Money for nothing
Getting rid of your old gadgets has never been easier or more lucrative, writes Rod Chester
AUSTRALIANS have always loved the latest gadgets. Now with a booming resale market, they’re learning to love their old gadgets, too.
The resale market comes down to simple maths: on average a person upgrades their smartphone every 18 to 24 months but the working life for a mobile phone is seven years.
For many people, eBay is the simple solution to sell off an ageing model.
But for those not wanting to go down the eBay path, there are several websites offering cash for a range of gadgets, including Boomerang Buyback, Mazuma, Money 4 Mobiles and Cash For Phones.
The sites all work in similar ways. A person gets a quote on their device, with the price depending on the model and its condition.
They send their gadget off and you get sent money in return.
Some sites ship you out a pre- paid bag so you don’t even have to pay for postage.
David Parker was running Buy My Tronics Australia when the American parent company decided to shut down the Australian outlet. In November, he launched Boomerang Buyback which buys more than 64,000 electronic items, including more than 3000 types of mobile phones, 1300 models of digital camera and 500 Apple products.
‘‘ We’ll buy something if it has value. The pricing on the website is new, used or broken and a lot of those broken ones can be fixed,’’ Parker says.
‘‘ We do get a lot of smartphones people wanting to get the iPhone 5 and sending us their 3GS and their 4s at the moment. We also get a lot of MacBooks.
‘‘ The whole idea behind the concept is making it easy and simple. Using our services is much easier than selling something on eBay. You get your price, you get your bag in the mail, you drop your phone in and it’s gone and done.
‘‘ Whereas with eBay you have to first make an account, take photos of your item, list your item, wait for it to sell, and wait for the money to be received and then you have to go and ship it.’’
Mazuma began in the UK about six years ago, with the local spin off Mazuma Mobile Australia launching two years ago.
Mazuma Mobile Australia managing director Aid Rawlins says in those two years the company has paid out $ 10 million to people selling old phones and tablets.

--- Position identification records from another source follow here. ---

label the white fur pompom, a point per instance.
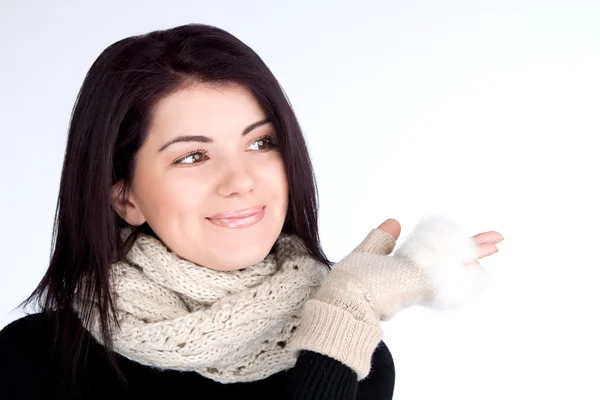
(440, 248)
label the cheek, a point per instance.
(165, 196)
(279, 181)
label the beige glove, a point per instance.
(368, 285)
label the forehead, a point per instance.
(206, 109)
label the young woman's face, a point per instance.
(210, 180)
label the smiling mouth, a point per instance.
(239, 219)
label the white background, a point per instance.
(487, 111)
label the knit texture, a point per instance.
(230, 326)
(369, 286)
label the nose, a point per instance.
(236, 179)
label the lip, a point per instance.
(249, 217)
(246, 212)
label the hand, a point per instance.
(486, 241)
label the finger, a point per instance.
(381, 240)
(391, 226)
(488, 237)
(486, 249)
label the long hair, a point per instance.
(108, 125)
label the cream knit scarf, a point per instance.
(227, 326)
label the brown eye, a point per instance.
(264, 143)
(195, 157)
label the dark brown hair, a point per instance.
(109, 123)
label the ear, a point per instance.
(125, 204)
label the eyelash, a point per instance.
(202, 152)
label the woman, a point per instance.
(186, 253)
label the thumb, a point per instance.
(381, 240)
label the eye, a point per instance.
(195, 157)
(264, 143)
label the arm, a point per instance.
(368, 286)
(319, 377)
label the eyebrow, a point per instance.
(206, 139)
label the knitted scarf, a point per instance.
(230, 326)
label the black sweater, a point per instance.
(30, 370)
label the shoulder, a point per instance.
(26, 331)
(379, 384)
(27, 340)
(25, 348)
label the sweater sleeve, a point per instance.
(319, 377)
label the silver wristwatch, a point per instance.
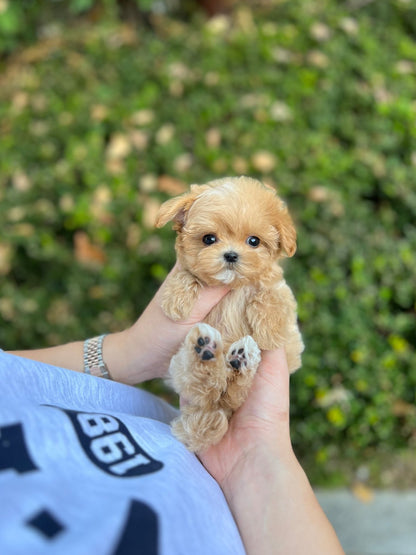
(93, 357)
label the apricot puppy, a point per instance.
(229, 231)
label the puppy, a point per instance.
(229, 231)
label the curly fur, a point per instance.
(259, 312)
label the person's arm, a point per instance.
(141, 352)
(268, 493)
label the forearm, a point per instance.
(277, 512)
(119, 354)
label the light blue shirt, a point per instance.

‘‘ It’s a win, win, win. It puts money back in their pockets. It puts money back in the economy,’’ Rawlins says.
In choosing which buyback site to use, there are a few points for consumers to consider.

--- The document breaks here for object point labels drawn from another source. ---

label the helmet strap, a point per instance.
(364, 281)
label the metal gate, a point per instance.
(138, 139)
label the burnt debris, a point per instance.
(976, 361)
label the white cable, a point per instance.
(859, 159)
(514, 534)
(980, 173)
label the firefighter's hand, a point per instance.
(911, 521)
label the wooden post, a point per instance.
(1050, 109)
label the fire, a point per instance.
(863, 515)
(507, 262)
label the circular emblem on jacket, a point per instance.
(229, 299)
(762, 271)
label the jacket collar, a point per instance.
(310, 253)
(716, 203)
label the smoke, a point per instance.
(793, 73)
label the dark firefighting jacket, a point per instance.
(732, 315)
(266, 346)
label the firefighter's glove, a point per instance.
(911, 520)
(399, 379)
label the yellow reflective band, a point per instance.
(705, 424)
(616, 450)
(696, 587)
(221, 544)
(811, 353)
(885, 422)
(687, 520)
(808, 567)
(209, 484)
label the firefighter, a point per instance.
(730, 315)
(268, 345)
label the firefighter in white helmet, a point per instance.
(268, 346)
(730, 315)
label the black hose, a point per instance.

Some sites pay more if you have the original box and charger. Each site has its own rating system, and will ask you to either rate your phone as either working or not or put it on a scale for brand- new condition to broken.
The pay out on the quoted figure could depend on whether they agree with your rating of the phone’s condition. You might think it’s still in excellent condition but a chip out of the back might mean it’s only considered ‘‘ poor’’.

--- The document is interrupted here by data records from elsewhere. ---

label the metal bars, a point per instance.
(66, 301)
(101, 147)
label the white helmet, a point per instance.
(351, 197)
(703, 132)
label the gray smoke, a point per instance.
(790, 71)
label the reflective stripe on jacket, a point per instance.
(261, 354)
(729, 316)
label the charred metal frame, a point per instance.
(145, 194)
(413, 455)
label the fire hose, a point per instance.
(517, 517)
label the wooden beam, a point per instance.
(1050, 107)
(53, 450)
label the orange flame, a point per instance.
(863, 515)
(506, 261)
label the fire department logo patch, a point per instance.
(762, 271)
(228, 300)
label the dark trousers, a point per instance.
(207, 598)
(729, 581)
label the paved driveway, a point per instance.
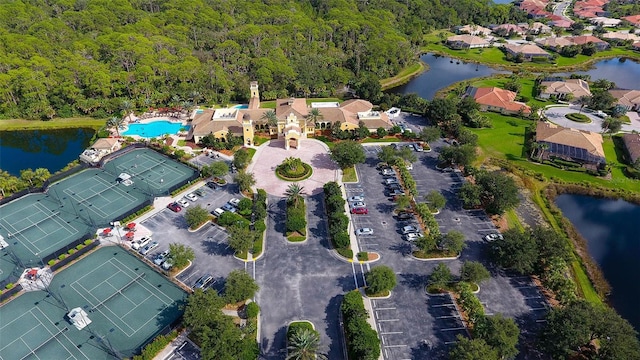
(411, 324)
(272, 153)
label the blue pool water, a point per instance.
(154, 129)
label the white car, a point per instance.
(358, 204)
(410, 229)
(364, 231)
(412, 236)
(493, 237)
(217, 212)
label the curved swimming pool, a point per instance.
(155, 129)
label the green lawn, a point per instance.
(78, 122)
(527, 88)
(506, 140)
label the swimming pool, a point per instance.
(155, 129)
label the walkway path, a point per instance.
(557, 114)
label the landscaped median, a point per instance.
(337, 220)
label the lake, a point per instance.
(443, 71)
(611, 230)
(50, 149)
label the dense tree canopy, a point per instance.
(98, 57)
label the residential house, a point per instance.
(605, 21)
(570, 88)
(293, 119)
(498, 100)
(628, 99)
(473, 30)
(467, 42)
(620, 36)
(633, 19)
(528, 51)
(554, 43)
(632, 143)
(570, 144)
(586, 39)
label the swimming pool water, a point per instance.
(155, 129)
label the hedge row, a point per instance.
(337, 219)
(362, 340)
(157, 345)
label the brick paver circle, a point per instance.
(312, 152)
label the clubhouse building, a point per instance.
(291, 120)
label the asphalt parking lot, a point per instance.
(212, 254)
(410, 323)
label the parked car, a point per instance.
(230, 208)
(137, 244)
(404, 216)
(217, 212)
(145, 250)
(174, 207)
(360, 211)
(203, 281)
(412, 236)
(493, 237)
(159, 259)
(364, 231)
(410, 229)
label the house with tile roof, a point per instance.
(467, 42)
(628, 99)
(632, 144)
(294, 119)
(497, 100)
(528, 51)
(570, 88)
(570, 144)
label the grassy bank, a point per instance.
(404, 76)
(78, 122)
(495, 57)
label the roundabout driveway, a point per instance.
(556, 115)
(312, 152)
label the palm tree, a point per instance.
(314, 116)
(303, 345)
(294, 194)
(271, 118)
(116, 122)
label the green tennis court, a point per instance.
(36, 226)
(127, 302)
(151, 172)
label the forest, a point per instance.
(65, 58)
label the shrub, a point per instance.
(252, 310)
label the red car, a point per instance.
(174, 207)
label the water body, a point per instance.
(624, 72)
(50, 149)
(610, 228)
(443, 71)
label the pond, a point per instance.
(50, 149)
(443, 71)
(610, 228)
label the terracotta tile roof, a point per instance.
(577, 87)
(555, 134)
(632, 143)
(498, 98)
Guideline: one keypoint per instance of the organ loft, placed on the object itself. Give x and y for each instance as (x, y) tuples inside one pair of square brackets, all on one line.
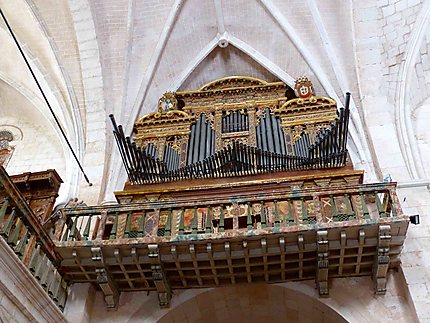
[(241, 181)]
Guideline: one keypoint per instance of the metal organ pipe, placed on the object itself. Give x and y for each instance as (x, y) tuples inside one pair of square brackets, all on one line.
[(270, 136)]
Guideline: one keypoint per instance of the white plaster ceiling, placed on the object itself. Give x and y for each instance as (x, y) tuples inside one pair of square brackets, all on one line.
[(96, 57)]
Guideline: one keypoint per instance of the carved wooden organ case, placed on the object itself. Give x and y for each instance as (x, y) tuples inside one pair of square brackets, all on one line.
[(235, 126)]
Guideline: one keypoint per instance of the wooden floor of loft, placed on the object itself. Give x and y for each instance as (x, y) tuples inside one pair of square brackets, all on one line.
[(335, 252)]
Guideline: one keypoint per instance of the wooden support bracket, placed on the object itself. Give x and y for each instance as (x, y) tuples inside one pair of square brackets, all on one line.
[(105, 281), (382, 260), (159, 276), (322, 263)]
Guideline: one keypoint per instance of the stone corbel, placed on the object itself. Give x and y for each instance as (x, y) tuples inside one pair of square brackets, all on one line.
[(159, 277), (104, 280), (382, 260), (322, 263)]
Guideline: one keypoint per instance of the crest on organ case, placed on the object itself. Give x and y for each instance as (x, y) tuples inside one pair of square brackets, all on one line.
[(167, 102), (303, 88)]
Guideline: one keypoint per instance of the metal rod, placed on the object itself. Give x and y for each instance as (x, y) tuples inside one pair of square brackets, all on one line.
[(45, 98)]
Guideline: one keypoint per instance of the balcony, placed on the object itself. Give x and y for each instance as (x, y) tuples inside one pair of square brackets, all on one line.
[(21, 219), (316, 228)]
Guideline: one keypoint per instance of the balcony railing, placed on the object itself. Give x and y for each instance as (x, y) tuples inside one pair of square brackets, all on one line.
[(248, 215), (25, 235), (295, 234)]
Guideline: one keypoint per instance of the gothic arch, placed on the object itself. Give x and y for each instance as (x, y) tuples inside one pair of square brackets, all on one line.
[(405, 131)]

Before sending your phone off, you might want to verify how long it takes for payment ( some pay the day the phone is received but others may take weeks).
Once the company’s get your phone, tablet or device, the first step is to delete any data.
Rawlins suggests people delete their own data before sending the item off, with the Mazuma site giving directions on how to do that for each phone model.
When the buyback sites get a phone, they refurbish them and sell them on to a new market, typically overseas, and often to developing countries.
Parker says he sells phones to areas including South America and South- East Asia, while Rawlins says most of his phones go to China, although there is also a strong market with European insurance companies who want a bank of refurbished phones to serve as replacements for people who break or lose their phones.
The parts of the phones that can’t be refurbished are recycled. Some companies disposed of them through Mobile Muster ( mobilemuster. com. au), some sell the copper off for scrap.
Parker says more than 90 per cent of consumer electronics can be recycled to raw materials. Australia generates 106,000 tonne of electronic waste yearly, of which about 10 per cent is recycled.